He shuffled over to a double gas ring, fitted to the right of the meagre and unused fireplace, lifted the kettle as if testing by weight that it held sufficient water, and lit the gas. He took down two of the jugs from one of the boxes and set them out on a further box which he dragged between himself and Dalgliesh. It held a number of neatly folded newspapers which looked as if they hadn’t been read. He spread one over the top of the box and set out the blue mugs and a bottle of milk as formally as if they were about to drink from Crown Derby. He didn’t speak again until the tea was made and poured. Then he said: “I wasn’t her only lover.”

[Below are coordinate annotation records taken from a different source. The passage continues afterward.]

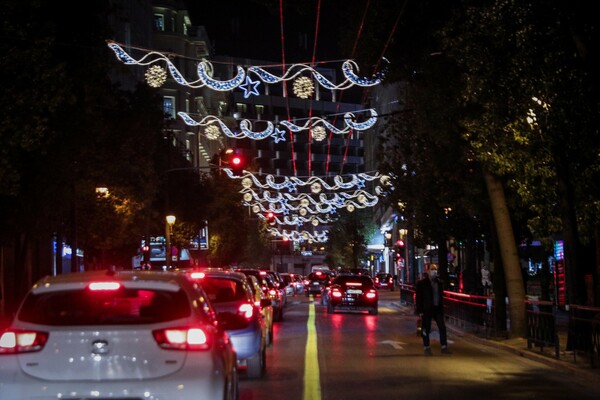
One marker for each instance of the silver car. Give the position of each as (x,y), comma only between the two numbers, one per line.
(231,295)
(124,334)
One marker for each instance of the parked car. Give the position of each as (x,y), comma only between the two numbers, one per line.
(117,334)
(269,288)
(262,299)
(299,283)
(384,280)
(279,283)
(230,293)
(315,281)
(289,283)
(352,292)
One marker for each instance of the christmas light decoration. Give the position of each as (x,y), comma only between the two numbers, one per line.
(299,236)
(250,87)
(156,76)
(292,182)
(303,87)
(271,131)
(212,132)
(319,133)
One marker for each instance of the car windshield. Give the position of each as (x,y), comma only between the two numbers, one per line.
(343,279)
(221,290)
(318,276)
(118,307)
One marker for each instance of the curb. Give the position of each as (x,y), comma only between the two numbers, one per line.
(583,370)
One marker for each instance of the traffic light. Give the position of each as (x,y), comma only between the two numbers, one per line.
(236,163)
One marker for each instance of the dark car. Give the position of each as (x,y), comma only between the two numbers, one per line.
(354,293)
(230,293)
(315,282)
(383,280)
(270,288)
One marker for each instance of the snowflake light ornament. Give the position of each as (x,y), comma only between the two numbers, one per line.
(156,76)
(319,133)
(212,132)
(304,87)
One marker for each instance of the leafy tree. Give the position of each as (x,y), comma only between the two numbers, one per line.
(530,61)
(348,238)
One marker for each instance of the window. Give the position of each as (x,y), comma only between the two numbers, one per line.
(159,22)
(169,107)
(129,306)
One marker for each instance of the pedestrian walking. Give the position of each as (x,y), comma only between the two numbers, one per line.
(430,306)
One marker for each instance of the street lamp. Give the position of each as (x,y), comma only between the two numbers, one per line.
(170,220)
(403,236)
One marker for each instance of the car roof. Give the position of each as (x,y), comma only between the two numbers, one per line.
(132,278)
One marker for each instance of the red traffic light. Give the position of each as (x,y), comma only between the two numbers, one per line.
(236,161)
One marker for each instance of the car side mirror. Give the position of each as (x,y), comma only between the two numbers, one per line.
(230,321)
(266,303)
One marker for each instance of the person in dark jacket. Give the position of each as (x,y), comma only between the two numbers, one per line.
(430,306)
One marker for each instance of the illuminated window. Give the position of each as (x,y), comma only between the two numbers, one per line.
(159,22)
(169,107)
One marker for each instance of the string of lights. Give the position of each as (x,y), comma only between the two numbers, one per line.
(304,87)
(318,125)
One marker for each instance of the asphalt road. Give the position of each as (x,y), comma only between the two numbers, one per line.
(357,356)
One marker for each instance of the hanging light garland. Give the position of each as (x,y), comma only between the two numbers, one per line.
(272,131)
(242,78)
(303,87)
(156,76)
(300,236)
(292,182)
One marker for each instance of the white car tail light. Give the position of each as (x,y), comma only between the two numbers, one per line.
(182,338)
(22,341)
(247,310)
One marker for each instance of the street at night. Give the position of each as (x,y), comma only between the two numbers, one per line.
(362,356)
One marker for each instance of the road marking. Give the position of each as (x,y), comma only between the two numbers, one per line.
(312,383)
(394,343)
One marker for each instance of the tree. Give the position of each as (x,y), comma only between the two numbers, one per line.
(348,238)
(529,62)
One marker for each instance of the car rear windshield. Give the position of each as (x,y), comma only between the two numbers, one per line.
(365,280)
(222,290)
(119,307)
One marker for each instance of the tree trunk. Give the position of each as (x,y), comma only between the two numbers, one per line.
(510,260)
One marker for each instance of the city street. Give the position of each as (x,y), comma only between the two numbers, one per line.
(358,356)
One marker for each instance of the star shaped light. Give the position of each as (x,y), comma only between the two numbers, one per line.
(278,135)
(250,87)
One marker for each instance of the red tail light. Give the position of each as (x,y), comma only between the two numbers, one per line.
(182,338)
(247,310)
(110,285)
(22,341)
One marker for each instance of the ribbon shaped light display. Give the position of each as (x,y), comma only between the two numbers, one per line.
(243,79)
(211,121)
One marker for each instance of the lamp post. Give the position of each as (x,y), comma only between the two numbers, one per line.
(388,246)
(170,220)
(403,236)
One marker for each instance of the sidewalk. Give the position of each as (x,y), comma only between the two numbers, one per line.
(569,362)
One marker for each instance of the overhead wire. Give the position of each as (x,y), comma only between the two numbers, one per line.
(309,162)
(358,34)
(285,92)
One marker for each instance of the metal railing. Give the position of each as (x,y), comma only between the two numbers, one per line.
(584,332)
(473,313)
(541,325)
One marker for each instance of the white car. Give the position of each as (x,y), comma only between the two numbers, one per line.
(117,335)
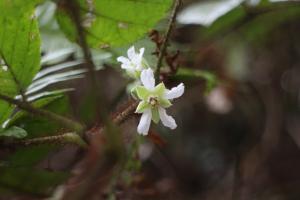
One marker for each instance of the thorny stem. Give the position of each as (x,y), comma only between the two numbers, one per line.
(66,122)
(72,137)
(65,138)
(162,50)
(89,64)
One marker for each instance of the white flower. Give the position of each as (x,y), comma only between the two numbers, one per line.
(154,100)
(135,62)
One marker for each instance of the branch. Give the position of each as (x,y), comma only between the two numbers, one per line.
(164,45)
(66,122)
(72,137)
(65,138)
(74,11)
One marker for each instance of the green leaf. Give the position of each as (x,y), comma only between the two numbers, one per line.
(39,103)
(15,132)
(19,49)
(115,22)
(19,42)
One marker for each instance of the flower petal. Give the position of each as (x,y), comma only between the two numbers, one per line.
(175,92)
(145,122)
(142,50)
(131,53)
(167,120)
(147,79)
(123,60)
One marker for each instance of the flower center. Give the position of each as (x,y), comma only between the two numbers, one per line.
(153,101)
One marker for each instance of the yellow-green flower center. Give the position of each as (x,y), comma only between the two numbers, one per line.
(153,101)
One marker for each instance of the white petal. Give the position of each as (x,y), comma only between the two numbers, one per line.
(167,120)
(145,122)
(142,50)
(175,92)
(147,79)
(123,59)
(131,53)
(127,67)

“Did she tell you about the others?”

“No, but I think one of them was a doctor. Perhaps more than one. That wouldn’t be surprising in the circumstances. We were talking once about sex and she said that a man’s nature and character were always completely revealed when he made love. That if he were selfish or insensitive or brutal he couldn’t conceal it in bed whatever he might do with his clothes on. Then she said that she had once slept with a surgeon and it was only too apparent that most of the bodies he came into contact with had been anaesthetized first; that he was so busy admiring his own technique that it never occurred to him that he was in bed with a conscious woman. She laughed about it. I don’t think she minded very much. She laughed about a great many things.”

“But you don’t think she was happy?”

He appeared to be considering. Dalgliesh thought: And for God’s sake don’t answer, “Who is?”

“No, not really happy. Not for most of the time. But she did know how to be happy. That was the important thing.”

“How did you meet her?”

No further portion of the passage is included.